After she closed the back door behind them, Serenity walked to the murder side of the library and wondered if that was how she would always think of that side. Joe was talking to the medical examiner. They stood front of a long black body bag lying on a gurney while two techs waited for permission to take the body away. Joe saw Serenity, nodded a curt goodbye to the ME, and the gurney was wheeled out. Joe came over to her.
“This is your fault,” he said.
She caught her breath. “No, I…”
He smiled a small smile. “Since when do you allow people to come into your library with an ice pick?”
“An ice pick?”
“That’s what the ME says it looks like the murder weapon was.”
She tried to respond without a pause. “Have you found it?”

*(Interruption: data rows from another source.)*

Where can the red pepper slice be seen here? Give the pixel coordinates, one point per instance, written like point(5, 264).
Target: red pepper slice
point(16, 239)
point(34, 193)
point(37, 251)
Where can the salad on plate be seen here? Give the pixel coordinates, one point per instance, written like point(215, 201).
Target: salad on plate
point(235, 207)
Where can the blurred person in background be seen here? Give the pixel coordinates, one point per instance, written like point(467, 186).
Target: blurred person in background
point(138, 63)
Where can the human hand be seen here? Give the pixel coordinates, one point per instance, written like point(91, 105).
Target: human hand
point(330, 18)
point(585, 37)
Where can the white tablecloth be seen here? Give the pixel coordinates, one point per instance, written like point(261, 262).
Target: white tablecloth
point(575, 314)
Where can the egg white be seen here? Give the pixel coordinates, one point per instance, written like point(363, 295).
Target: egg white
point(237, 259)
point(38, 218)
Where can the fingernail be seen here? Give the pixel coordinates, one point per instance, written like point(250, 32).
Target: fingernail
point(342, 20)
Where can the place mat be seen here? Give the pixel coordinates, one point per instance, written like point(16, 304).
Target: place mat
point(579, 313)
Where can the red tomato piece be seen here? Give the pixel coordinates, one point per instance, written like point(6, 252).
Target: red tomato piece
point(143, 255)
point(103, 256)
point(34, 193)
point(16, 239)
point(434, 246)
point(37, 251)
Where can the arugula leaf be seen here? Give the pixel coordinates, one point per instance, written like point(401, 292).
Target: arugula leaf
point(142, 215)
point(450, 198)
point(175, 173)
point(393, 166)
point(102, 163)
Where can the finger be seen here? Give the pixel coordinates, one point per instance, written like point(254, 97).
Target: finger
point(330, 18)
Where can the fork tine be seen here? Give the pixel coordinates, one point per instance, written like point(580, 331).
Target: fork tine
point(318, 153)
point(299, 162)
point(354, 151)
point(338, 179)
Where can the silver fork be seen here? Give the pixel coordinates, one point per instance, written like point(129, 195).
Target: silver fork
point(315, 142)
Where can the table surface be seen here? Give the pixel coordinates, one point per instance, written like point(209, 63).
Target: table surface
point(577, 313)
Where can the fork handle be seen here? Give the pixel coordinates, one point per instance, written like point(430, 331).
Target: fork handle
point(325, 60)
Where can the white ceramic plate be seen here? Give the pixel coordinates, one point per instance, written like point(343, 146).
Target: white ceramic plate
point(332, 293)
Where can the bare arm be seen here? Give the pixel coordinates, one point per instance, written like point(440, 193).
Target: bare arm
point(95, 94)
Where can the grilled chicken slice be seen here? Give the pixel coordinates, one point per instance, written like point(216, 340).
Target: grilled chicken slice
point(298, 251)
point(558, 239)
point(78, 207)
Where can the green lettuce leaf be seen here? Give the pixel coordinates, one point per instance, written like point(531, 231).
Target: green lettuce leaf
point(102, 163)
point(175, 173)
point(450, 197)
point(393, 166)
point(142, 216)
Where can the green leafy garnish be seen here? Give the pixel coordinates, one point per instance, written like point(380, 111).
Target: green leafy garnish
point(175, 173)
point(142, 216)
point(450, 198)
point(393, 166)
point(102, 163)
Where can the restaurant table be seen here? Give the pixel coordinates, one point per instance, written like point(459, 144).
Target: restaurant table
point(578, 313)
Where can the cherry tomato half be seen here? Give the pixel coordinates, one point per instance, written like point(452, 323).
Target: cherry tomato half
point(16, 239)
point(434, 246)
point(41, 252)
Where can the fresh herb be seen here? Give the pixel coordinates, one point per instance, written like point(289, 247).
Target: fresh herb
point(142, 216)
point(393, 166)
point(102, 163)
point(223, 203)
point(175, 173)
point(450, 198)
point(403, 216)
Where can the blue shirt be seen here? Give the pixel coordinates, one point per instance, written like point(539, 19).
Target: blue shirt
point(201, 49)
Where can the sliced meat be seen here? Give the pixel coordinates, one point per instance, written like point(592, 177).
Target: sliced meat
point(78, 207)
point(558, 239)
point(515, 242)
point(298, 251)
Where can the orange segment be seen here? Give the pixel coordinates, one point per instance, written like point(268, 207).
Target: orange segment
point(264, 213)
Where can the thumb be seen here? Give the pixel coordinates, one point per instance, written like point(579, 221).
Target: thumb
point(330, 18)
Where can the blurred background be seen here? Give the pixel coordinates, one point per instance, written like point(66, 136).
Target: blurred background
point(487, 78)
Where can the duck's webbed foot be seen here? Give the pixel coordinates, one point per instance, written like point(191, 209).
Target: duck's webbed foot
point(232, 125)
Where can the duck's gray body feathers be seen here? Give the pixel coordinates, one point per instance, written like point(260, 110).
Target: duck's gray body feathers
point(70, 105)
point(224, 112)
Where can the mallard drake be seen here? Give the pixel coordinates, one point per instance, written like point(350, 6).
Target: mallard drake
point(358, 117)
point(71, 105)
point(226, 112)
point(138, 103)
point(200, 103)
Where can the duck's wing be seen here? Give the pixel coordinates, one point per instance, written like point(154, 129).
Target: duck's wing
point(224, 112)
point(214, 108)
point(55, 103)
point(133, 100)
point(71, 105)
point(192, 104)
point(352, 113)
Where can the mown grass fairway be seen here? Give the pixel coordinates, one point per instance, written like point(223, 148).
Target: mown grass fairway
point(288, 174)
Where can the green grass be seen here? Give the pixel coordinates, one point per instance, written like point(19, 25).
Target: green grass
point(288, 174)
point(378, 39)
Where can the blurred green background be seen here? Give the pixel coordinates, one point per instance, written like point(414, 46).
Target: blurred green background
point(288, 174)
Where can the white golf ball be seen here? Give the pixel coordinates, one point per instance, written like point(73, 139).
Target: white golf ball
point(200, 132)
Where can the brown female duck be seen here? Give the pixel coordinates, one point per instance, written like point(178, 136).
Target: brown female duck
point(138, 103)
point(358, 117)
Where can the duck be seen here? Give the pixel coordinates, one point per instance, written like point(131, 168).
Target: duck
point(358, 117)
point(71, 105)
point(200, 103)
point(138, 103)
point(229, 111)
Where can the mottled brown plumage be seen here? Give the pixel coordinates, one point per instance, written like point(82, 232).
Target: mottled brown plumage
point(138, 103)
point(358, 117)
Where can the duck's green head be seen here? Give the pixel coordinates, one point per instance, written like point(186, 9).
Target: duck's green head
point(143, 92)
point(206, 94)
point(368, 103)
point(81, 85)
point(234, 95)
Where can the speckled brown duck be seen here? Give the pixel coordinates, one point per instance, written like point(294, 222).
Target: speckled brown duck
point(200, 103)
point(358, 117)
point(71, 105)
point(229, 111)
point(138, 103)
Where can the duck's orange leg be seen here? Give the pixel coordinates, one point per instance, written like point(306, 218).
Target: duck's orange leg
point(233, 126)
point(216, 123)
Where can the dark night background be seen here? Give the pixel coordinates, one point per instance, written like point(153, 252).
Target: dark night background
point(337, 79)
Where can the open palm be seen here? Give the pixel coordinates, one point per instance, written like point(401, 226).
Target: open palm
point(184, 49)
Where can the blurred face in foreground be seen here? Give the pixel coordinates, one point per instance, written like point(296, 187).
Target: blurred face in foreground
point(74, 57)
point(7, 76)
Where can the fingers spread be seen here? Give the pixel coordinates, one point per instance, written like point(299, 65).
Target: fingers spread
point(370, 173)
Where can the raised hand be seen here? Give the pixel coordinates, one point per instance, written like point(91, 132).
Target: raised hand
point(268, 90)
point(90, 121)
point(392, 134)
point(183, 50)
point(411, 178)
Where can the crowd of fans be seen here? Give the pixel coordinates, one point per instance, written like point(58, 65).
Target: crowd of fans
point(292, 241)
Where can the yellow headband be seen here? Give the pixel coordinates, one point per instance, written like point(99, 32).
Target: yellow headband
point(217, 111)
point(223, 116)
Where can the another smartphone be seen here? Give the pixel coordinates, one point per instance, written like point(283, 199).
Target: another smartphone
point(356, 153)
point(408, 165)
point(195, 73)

“No. Right now, it looks like a guy walked in carrying an ice pick, stabbed Kendall at just the right spot in the back of his neck, and walked out carrying the bloody pick—without anybody seeing a thing.”
“Random?”
He laughed a harsh laugh and pushed his hat back. “Knowing how to kill someone that way usually means a pro, maybe a superpro. Hard to believe anyone just happened to be carrying an ice pick in their pocket and said, ‘I think I’ll kill that random stranger.’ On the other hand, why would a pro kill someone in a place as public as this—and then take the pick with him? Right now, I’ve got a lot more questions than I’ve got answers.”
“So where you going to start looking for answers?”
“Right now, I think I’m going to ride over to the FBI office in Jericho. See if they knew what Kendall was up to.”
“Not Bentley?”
“No, I’ve got Steve on the way over to talk to him, catch him before he’s heard the news. I’ll follow up with him later. But my experience is that politicians are the last to know anything worthwhile, and the first to give you canned speeches.”
“Okay,” said Serenity, “let me get my purse.”
Joe took his time looking at her. “Why do you need your purse?”
“I’m coming with you.”
“Like hell. This is my case.”
“Your case. My library.”
forty-nine
horses’ heads and horses’ asses
THE RIDE TO JERICHO, the bigger city next door to Maddington, had always seemed short to Serenity.
Not today.
Mile markers were the only things breaking up the pine trees and soybean fields. It was a long, muttering ride with no intelligible words between them until Serenity said, “Three.”
Joe grunted and said, “Three what?”
“Three words in a single mile. That’s the first time you’ve said more than two words since we left the library.”
“Could have been thinking.”
“Could have been. Not sure what internal train of thought ends up with the words, ‘Hell, no’ being so important they had to come out under your breath. Over and over.”
They were passing the Saturn rocket that marked the edge of Jericho, the rocket itself built in North Alabama for the Apollo program years ago but left behind when the moon program was abandoned. He cut his eyes at her.